I find a feather on the path today: 16th April 2020.

It is broken and torn. A thing more of ground than air now. None the less, it is a buzzard’s flight feather, and held in the hand it weighs more than expected.

A gift to be offered to Birds of Firle and one which I have echoed in the chalk which was found beside it. A carved memorial to the buzzard-bright days that will be returned to us.

Buzzard Feather Carved in Chalkstone Found Beside It by Jo Sweeting

Further Resources

Artefact: A Footnote on Little Toller’s The Clearing by Jo Sweeting

“A single shoe pulled from the darkness of a drawer where it has spent many years. In my hand it is no longer than my index finger and only twice as wide. It is bird-like in weight but has an undertow of force for me…”

Three Views of a Chalkstone on Little Toller’s The Clearing by Tanya Shadrick, Jo Sweeting and Louisa Thomsen Brits.

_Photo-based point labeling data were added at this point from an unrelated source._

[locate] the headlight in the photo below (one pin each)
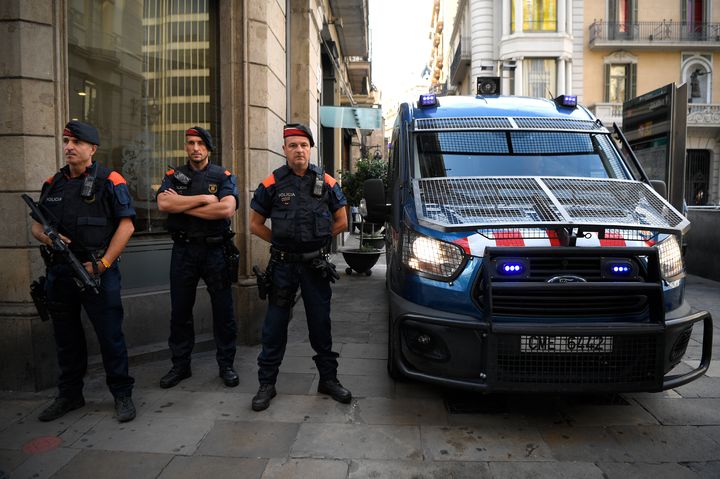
(438, 259)
(671, 263)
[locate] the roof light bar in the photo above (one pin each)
(426, 100)
(566, 100)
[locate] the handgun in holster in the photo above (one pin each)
(264, 282)
(39, 297)
(232, 257)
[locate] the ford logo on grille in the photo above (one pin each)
(567, 279)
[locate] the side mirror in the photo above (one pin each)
(660, 187)
(374, 195)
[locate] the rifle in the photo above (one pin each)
(83, 279)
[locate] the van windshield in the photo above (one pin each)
(517, 153)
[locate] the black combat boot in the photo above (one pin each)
(334, 389)
(262, 399)
(229, 376)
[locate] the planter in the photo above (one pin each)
(360, 260)
(375, 242)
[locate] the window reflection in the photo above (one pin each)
(142, 71)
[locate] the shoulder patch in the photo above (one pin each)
(330, 180)
(116, 178)
(269, 181)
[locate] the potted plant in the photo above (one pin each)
(364, 257)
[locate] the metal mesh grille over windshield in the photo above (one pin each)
(464, 202)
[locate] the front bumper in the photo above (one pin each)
(466, 352)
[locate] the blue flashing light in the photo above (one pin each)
(620, 269)
(428, 99)
(567, 100)
(511, 268)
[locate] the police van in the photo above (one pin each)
(527, 250)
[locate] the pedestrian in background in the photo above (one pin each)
(200, 198)
(91, 208)
(306, 207)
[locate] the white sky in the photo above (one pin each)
(399, 32)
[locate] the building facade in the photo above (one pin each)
(142, 71)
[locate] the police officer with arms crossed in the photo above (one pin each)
(306, 208)
(92, 210)
(200, 198)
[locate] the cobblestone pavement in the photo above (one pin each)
(398, 430)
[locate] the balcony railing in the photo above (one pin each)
(654, 32)
(703, 114)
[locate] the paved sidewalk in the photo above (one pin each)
(390, 430)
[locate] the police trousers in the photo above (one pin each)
(189, 263)
(105, 312)
(316, 295)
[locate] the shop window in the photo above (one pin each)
(142, 72)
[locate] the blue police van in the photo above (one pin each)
(527, 250)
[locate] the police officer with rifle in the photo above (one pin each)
(85, 219)
(306, 207)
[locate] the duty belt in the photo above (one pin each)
(209, 240)
(288, 257)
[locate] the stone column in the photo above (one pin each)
(30, 124)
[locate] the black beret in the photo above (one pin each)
(82, 131)
(202, 133)
(298, 129)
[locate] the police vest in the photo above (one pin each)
(206, 182)
(89, 222)
(301, 221)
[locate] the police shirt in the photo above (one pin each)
(212, 180)
(301, 220)
(89, 222)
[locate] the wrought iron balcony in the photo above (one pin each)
(704, 114)
(661, 34)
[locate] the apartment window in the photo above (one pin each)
(620, 82)
(540, 15)
(697, 177)
(622, 15)
(142, 72)
(539, 77)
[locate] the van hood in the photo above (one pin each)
(472, 203)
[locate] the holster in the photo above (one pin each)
(39, 297)
(264, 281)
(325, 268)
(232, 258)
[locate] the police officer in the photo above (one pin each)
(92, 210)
(306, 208)
(200, 198)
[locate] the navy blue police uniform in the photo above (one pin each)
(90, 223)
(198, 252)
(301, 231)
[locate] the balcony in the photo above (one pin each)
(460, 63)
(703, 115)
(654, 35)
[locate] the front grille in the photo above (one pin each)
(632, 361)
(559, 304)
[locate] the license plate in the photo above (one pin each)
(566, 344)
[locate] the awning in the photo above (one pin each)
(351, 117)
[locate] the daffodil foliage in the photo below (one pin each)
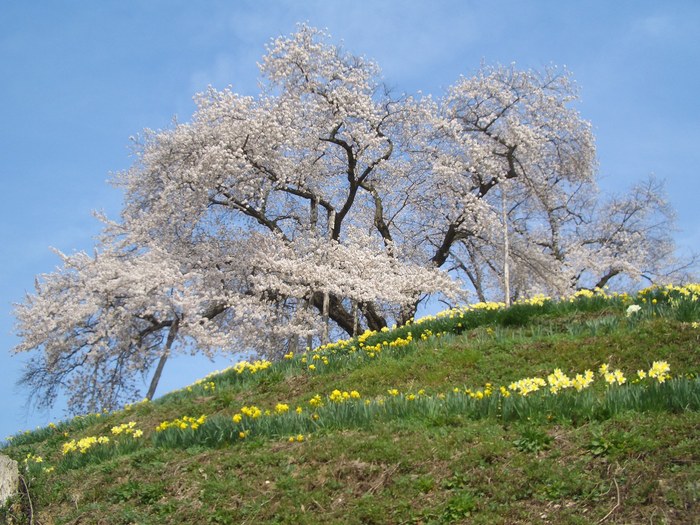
(327, 199)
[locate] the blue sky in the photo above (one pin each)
(80, 77)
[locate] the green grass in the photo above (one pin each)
(614, 454)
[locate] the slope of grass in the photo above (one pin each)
(420, 424)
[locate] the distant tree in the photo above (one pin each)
(326, 205)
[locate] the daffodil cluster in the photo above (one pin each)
(84, 444)
(127, 429)
(182, 423)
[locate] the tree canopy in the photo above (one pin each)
(329, 201)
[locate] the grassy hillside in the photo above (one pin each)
(531, 414)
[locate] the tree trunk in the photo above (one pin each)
(172, 334)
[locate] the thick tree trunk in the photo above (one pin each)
(172, 334)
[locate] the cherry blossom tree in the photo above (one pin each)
(328, 204)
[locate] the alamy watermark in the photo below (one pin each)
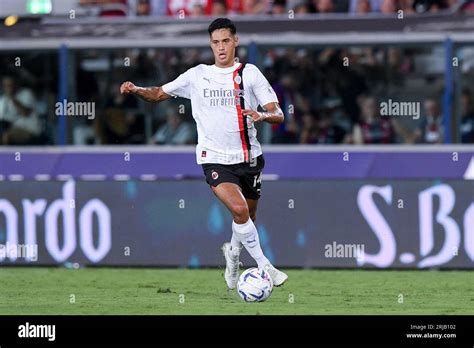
(66, 108)
(14, 251)
(394, 108)
(338, 250)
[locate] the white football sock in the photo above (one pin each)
(247, 235)
(235, 242)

“This found erratic boulder on a high point of the Sussex Downs becomes a touchstone for we three women. Chance and skill and intent triangulate to form art. We will make something of this, we decide. Choose words for place from the Sussex dialect and return here to carve them.”


JO SWEETING is a sculptor and lettercarver, whose work is informed by the concept of ‘shul’, a marking which remains after the thing that has made it has passed. She works chiefly in British Limestone. She designed the frontispiece for Hetty Saunders’ biography of J. A. Baker, My House of Sky, published by Little Toller in 2017. Jo is at present carving a large erratic boulder called Foundle (see project’s Instagram here). She is also working towards a large project in Devon in collaboration with Common Ground and the National Trust, supported by Robert Macfarlane, Chalk Cliff Trust and The Burton Art Gallery, beginning in late March 2021 . This project will work on an even larger boulder, taking on themes of language, time and place. Find out more about Jo’s work on Instagram.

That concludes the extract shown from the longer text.